The People's Temple wsg The Amoebas, Kastanza, Cardboard Swords
The Pyramid Scheme, Grand Rapids
May 3, 8 p.m.
$8 advance, $10 day of show
pyramidschemebar.com, (616) 272-3758
In 2007, two sets of brothers out of Perry, Mich. got together and decided to make some music. But they weren't reaching for the polished, over-processed sound that saturates the airwaves today. Instead, these four embraced the raw, unrefined style of 1960s garage rock, with some psychedelia thrown in for good measure, and formed The People's Temple.
Given their focus, it's no wonder they found themselves on the radar of Third Man Records, Jack White's independent record label out of Nashville. So in July 2012, the band – which Third Man Records calls one of "the most intriguing and rawkus bands currently blowing up the rock-n-roll underground" – traveled to Tennessee to record a live single.
"We drove all night to get down there," said Lead Guitarist Alex Szegedy. "It was really fun, and it was actually our first live recording we've ever done. We got to listen to it right after recording. It was very interesting."
That live single, which included the songs "Never More" and "Miles Away," was released under the Third Man label on 7-inch vinyl in February. Add that to the band's already impressive discography, which includes three EPs and two full-length albums, as well as a consistent touring schedule, and it's safe to say these guys keep busy.
"Right now we're just trying to go out and spread our name around," Szegedy said. "We have a whole other bunch of May dates ...We'll be sticking around the Midwest and the deep south, take a month off, then go out to the west coast in July."

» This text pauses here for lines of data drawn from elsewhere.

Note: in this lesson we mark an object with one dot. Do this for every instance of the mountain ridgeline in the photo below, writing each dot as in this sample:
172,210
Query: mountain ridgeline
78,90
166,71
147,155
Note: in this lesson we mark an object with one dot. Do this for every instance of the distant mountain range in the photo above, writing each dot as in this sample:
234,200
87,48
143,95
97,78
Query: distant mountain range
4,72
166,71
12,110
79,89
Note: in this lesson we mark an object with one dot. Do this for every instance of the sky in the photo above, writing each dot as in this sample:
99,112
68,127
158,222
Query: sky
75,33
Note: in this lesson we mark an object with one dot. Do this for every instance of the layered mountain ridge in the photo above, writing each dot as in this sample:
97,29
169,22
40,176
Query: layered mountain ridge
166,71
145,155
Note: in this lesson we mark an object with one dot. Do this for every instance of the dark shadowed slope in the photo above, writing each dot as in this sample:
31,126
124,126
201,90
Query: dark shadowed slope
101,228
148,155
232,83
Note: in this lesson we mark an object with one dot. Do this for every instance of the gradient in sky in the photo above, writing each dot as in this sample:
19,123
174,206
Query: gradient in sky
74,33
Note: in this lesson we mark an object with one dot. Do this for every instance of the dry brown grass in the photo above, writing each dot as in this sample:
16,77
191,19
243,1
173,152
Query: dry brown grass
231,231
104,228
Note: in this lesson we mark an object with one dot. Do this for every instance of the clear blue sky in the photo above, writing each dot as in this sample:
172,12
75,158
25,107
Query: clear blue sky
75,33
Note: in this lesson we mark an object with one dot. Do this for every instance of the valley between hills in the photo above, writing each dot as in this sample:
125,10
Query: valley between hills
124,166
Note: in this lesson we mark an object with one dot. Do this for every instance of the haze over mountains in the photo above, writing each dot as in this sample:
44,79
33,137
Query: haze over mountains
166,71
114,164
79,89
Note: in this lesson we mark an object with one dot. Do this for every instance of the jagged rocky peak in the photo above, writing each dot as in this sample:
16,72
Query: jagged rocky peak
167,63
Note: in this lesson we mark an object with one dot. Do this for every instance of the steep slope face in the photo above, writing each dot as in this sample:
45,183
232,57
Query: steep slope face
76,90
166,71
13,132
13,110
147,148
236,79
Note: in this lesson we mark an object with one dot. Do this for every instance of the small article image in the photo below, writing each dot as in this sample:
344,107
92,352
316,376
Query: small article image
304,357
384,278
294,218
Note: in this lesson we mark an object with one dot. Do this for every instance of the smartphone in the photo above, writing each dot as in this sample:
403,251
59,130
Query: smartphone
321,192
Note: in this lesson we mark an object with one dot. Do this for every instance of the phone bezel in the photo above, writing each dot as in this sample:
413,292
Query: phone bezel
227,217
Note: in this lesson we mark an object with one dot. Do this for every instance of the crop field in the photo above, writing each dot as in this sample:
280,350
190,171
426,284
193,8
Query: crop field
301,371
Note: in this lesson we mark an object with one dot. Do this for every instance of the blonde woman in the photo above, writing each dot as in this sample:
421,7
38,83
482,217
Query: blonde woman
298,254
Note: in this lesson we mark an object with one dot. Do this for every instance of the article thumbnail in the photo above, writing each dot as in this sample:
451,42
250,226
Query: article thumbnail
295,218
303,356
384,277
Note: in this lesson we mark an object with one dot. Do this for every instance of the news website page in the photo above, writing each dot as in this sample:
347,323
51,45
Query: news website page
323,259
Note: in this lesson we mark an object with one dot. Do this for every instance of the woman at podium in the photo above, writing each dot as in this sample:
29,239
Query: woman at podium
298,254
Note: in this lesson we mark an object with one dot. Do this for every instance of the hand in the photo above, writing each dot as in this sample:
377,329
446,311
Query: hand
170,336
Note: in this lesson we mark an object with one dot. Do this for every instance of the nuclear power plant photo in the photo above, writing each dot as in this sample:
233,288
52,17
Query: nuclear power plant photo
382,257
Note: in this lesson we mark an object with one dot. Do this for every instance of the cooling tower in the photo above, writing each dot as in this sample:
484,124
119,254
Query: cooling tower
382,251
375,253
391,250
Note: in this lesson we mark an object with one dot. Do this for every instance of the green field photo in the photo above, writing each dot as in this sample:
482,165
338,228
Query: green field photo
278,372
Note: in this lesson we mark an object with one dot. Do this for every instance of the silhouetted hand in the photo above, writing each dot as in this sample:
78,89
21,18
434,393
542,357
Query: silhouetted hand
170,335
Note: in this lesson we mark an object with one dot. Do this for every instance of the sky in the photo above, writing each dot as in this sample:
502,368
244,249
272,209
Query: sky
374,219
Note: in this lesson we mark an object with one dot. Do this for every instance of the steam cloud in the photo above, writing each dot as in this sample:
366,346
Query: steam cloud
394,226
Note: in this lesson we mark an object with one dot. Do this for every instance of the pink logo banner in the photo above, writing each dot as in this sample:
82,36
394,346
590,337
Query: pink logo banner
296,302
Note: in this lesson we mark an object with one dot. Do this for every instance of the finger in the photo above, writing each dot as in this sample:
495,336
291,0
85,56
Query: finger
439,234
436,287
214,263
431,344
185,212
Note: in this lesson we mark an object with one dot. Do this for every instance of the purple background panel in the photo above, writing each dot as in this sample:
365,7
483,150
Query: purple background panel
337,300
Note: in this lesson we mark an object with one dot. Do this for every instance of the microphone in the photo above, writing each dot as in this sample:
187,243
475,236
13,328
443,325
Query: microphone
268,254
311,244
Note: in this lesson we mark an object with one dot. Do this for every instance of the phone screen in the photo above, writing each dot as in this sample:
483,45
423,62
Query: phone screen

Yet even with that kind of schedule, the band is looking at more recording.
"We're going to be putting out another single in July," Szegedy said."I don't know about a third album yet. We have a lot of material, just nothing specific in the works right now. What we do have is not necessarily very good, or at least what I consider very good ... We'll see, you never know. Right now we're just trying to keep playing shows and keep going."